Find a detailed description of both Intel® AVX512-DL Boost fused instruction and the FMA-based instructions, as well as the theoretical peak compute gains, in this white paper: Lower Numerical Precision Deep Learning Inference and Training.

Code Sample

This code sample uses Intel AVX-512 intrinsics to illustrate the use of both Intel® AVX512-DL Boost fused instruction and the three equivalent FMA-based instructions.

Find the prototypes for Intel AVX-512 intrinsics in the immintrin.h header file:

#include <immintrin.h>

The Intel AVX-512 intrinsic functions use C data types as operands representing the 512-bit registers used in the operations. The __m512i data type can hold 64 8-bit integer values, 32 16-bit values, or 16 32-bit values. This code sample uses these three contents:
 

int8_t    op1_int8[64]; 
int8_t    op2_int8[64]; 
int       op3_int[16]; 
int16_t   op4_int16[32]; 

__m512i  v1_int8; 
__m512i  v2_int8;
__m512i  v3_int;
__m512i  v4_int16; 

Data from memory can be loaded into the registers using the _mm512_load_si512 function.

(…)
v1_int8 =_mm512_load_si512(&op1_int8);
v2_int8 =_mm512_load_si512(&op2_int8);
v3_int =_mm512_load_si512(&op3_int);
v4_int16 =_mm512_load_si512(&op4_int16);

Once the data is loaded, perform the dot product operation using the fused instruction vpdpbusds, which is called via the intrinsic function _mm512_dpbusds_epi32 . This instruction multiplies groups of four adjacent pairs of unsigned 8-bit integers in v1_int8 with corresponding signed 8-bit integers in v2_int8, producing four intermediate signed 16-bit results.
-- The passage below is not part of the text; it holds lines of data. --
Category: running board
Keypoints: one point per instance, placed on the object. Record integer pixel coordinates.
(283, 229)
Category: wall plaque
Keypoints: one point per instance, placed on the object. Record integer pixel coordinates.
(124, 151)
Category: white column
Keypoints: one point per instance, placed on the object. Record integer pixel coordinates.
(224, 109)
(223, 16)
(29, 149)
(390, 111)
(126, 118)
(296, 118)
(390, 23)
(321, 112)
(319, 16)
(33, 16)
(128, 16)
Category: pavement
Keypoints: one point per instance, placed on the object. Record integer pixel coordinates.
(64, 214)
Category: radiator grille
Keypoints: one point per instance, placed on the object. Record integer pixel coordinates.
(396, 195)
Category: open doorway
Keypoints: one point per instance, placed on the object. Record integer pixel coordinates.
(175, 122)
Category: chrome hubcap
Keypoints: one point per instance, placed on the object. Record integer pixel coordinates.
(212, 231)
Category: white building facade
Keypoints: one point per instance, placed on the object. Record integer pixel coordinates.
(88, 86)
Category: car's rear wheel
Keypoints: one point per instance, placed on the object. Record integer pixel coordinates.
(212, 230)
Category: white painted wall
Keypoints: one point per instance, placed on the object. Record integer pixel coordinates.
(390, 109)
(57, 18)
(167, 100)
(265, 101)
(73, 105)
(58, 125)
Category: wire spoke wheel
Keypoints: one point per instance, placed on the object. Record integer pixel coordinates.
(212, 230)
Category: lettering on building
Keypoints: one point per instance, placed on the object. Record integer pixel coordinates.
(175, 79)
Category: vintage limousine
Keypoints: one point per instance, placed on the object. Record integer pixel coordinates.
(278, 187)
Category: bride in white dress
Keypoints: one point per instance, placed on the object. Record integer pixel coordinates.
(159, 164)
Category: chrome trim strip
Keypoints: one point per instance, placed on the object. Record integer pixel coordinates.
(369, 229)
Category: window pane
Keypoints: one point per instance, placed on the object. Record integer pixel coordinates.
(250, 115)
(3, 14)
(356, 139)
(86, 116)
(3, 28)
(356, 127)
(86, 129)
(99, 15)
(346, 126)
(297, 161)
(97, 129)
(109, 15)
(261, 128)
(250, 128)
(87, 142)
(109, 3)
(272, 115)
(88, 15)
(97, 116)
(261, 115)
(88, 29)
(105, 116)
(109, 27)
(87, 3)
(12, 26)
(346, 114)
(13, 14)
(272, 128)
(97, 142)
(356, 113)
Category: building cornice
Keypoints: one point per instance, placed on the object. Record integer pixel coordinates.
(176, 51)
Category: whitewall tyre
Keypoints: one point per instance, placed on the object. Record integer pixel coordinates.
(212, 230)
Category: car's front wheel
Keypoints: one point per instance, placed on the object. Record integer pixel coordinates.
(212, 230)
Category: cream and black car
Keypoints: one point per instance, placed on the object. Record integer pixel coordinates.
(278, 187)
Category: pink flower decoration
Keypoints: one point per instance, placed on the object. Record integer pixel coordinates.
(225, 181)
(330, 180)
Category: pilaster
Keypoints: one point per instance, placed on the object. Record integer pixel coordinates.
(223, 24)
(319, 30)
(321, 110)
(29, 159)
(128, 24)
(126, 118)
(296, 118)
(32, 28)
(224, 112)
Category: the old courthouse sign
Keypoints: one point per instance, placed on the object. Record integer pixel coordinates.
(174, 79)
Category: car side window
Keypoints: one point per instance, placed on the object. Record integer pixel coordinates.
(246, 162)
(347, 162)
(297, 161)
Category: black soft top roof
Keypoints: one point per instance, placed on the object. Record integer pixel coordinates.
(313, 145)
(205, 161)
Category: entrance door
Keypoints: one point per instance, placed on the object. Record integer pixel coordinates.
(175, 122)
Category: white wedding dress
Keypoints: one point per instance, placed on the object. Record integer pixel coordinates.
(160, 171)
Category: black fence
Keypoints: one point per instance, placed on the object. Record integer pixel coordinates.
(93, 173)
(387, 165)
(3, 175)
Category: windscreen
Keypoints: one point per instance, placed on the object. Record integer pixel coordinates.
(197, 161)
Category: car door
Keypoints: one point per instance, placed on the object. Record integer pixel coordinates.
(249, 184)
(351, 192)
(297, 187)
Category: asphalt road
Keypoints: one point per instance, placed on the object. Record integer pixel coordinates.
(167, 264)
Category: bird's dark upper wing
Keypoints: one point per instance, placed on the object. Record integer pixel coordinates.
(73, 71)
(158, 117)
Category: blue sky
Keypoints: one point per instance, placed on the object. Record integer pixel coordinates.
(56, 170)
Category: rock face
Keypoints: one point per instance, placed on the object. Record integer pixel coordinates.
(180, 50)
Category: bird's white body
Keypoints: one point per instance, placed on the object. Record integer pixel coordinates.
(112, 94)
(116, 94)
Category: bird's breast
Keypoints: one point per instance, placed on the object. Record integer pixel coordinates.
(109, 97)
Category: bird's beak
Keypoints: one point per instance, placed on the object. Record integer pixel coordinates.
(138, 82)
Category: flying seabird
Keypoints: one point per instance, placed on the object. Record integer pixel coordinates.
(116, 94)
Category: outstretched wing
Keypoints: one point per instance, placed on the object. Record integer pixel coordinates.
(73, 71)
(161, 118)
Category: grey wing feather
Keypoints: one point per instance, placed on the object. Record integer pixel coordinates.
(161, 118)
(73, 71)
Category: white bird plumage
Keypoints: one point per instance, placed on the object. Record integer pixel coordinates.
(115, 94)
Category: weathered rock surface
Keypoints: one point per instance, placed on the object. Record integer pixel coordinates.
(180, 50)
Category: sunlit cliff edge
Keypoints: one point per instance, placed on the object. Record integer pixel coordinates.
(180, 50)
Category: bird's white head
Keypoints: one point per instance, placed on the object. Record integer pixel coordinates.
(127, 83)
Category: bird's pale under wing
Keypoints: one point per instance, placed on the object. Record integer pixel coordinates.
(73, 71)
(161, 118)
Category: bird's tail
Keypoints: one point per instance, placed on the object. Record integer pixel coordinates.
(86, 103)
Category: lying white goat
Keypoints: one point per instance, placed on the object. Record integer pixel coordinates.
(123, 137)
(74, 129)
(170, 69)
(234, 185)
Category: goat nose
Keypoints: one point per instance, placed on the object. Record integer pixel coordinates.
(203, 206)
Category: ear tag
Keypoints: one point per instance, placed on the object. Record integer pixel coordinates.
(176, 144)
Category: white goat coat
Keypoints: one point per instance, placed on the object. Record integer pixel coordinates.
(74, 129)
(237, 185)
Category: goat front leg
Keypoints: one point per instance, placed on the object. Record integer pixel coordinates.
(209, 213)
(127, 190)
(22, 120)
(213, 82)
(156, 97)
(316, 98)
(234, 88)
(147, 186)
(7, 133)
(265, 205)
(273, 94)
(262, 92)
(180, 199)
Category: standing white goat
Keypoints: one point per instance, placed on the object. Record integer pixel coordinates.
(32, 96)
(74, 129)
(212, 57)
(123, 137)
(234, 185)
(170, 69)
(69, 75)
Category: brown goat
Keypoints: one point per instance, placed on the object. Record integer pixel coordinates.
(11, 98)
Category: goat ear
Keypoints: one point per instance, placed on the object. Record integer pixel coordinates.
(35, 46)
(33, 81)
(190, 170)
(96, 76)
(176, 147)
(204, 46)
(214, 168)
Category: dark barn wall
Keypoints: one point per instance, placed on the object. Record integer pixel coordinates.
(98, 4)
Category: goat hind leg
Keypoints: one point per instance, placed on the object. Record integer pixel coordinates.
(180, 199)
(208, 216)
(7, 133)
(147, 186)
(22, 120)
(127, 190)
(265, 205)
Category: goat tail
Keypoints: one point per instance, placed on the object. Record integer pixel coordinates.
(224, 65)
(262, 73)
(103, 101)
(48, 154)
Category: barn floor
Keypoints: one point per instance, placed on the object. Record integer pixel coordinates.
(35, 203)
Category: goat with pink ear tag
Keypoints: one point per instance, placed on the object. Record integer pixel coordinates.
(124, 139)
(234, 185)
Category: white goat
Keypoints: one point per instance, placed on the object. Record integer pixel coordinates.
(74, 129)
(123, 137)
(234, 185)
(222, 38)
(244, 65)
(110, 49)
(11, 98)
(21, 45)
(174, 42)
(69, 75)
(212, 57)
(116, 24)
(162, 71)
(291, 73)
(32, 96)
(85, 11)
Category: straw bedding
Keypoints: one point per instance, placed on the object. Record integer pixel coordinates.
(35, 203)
It then adds these four results with the corresponding 32-bit integer in v3_int using signed saturation, and returns the packed 32-bit results:

// PERFORM THE DOT PRODUCT OPERATION USING FUSED INSTRUCTION
result = _mm512_dpbusds_epi32(v3_int, v1_int8, v2_int8);
presult = (int*) &result;
printf("RESULTS USING FUSED INSTRUCTION: \n ");
for (int j = 15; j >= 0; j--)
    cout << presult[j]<<" ";

It is also possible to perform the same dot product operation using three separate FMA instructions vpmaddubsw, vpmaddwd and vpaddd (which are called using the intrinsic functions _mm512_maddubs_epi16, _mm512_madd_epi16 and _mm512_add_epi32, respectively):

// PERFORM THE DOT PRODUCT OPERATION USING A SEQUENCE OF 3 INSTRUCTIONS

// Vertically multiply two 8-bit integers,
// then horizontally add adjacent pairs of 16-bit integers

__m512i vresult1 = _mm512_maddubs_epi16(v1_int8,v2_int8);

// Upconvert to 32-bit and horizontally add neighbors. Multiply by 1.
__m512i vresult2 = _mm512_madd_epi16(vresult1,v4_int16);

// Add packed 32-bit integers
result = _mm512_add_epi32(vresult2,v3_int);

printf("RESULTS USING SEQUENCE OF 3 INSTRUCTIONS: \n ");
presult = (int*) &result; 

Find detailed descriptions of Intel AVX-512 intrinsics in the Intel® Intrinsics Guide. A detailed description of the lower precision dot product operations, as well as their advantages in deep learning, can be found in this white paper: Lower Numerical Precision Deep Learning Inference and Training.